10. Talk things over with your significant other.
I try not to bore my wife with every little problem that comes up in my work. However, she’s a great sounding board, and frankly smarter than I am in a lot of areas. Talking for a few minutes with her makes things less stressful. (I try to return the favor, but honestly I think I get more than I give in this particular department. Sorry, honey.)
11. Write stuff down.
Sometimes things become more manageable just by writing them down. A top military officer I knew kept a journal during the invasion of Iraq. He so worried and stressed that he only had time to write one haiku per day, but it helped him keep his head on straight.
Here’s a sample from May 11, 2003, in case you’re curious, about realizing we might have gone to war over weapons of mass destruction that didn’t actually exist:
Where is WMD?
What a kick if he has none
‘Sorry about that.’
12. Take a nap.
Everything looks better in the morning. It also looks better after a 30-minute cat nap. Granted, this isn’t always the most practical suggestion if you’re working for someone else, but if you’re your own boss, it’s awesome. (To my former coworker–you know who you are–we all knew that you took naps on the couch in the second floor lounge. Nicely done.)
13. Map your progress.
I had a friend who used to create to-do lists that included things she’d already done, just so she could go back and cross them out. Then I tried it once, just to put in perspective how much I’d accomplished during a particularly rough day.

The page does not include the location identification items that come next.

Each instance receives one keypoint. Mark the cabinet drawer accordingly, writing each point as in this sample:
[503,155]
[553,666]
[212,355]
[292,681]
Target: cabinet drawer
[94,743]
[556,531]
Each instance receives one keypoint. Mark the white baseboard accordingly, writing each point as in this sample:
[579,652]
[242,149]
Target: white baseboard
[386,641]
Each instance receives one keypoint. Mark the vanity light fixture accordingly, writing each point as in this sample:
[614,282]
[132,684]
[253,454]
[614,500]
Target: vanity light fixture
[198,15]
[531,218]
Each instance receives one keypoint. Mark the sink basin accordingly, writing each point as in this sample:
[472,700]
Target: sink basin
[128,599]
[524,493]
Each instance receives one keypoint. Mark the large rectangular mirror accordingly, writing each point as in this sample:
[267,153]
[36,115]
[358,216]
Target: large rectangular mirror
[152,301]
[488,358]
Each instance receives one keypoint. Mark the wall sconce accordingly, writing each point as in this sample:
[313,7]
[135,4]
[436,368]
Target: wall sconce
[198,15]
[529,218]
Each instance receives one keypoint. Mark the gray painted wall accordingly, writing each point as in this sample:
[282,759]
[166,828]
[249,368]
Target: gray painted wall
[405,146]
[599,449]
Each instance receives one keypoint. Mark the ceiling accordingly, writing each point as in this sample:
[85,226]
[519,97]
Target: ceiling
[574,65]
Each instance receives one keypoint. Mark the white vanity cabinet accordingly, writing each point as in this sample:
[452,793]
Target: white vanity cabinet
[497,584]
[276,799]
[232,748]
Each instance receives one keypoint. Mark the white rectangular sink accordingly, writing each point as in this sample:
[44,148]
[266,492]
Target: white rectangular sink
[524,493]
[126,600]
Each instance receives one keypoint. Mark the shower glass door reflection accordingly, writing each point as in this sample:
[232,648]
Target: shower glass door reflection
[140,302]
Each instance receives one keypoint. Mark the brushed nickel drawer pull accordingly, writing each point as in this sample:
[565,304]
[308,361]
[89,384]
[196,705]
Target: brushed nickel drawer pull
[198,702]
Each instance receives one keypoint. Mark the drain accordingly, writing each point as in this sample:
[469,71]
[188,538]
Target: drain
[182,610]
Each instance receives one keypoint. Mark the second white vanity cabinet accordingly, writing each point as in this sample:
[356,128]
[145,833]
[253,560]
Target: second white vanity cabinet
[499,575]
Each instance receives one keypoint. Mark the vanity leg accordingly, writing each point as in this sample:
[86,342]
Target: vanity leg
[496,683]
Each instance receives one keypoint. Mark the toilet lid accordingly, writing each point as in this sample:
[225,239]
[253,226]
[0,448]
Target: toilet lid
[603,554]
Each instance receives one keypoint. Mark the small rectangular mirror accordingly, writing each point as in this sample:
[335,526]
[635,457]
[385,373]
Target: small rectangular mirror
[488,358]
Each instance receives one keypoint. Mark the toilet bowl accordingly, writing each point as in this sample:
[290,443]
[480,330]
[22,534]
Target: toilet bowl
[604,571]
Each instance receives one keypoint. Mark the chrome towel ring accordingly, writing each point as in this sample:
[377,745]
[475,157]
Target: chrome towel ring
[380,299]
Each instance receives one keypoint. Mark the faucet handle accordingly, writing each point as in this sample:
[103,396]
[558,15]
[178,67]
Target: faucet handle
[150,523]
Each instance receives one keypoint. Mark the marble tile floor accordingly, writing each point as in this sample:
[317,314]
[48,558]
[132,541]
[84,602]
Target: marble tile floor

It worked.
14. Drink (water).
Studies have shown increasing your water intake improves your mood. Even though it’s supposed to take longer than just drinking a bottle or two, I find that water has a placebo effect. It makes me feel better because I know I’m doing something small that’s health-positive.
15. Turn stuff down.
Sometimes you have to say no. Sometimes you even have to say, “I know I said yes before–but I have to say no, now.” Of course, you don’t want to make a practice of this and develop a reputation for unreliability. Still, maybe it’s better than getting overwhelmed and getting nothing done.
16. Accomplish something different.
Sometimes procrastination strategies can actually be long-term productive. Maybe you don’t finish the task you’d put on your to-do list for today, but you find you’re in the mood to tackle something else that’s been nagging at you.
As long as the timing on the first task isn’t too critical (I mean, if you’re a trauma surgeon, maybe skip this suggestion), and you actually follow through on the second task–there’s little harm done.
17. Clean things up.
I’ve been reading and implementing The Life Changing Magic of Tidying Up. Let’s just say I’m a convert. Clearing your living and working spaces has a profound calming effect. Take a few minutes to straighten up something that’s bothering you, and you might see things in a whole new light.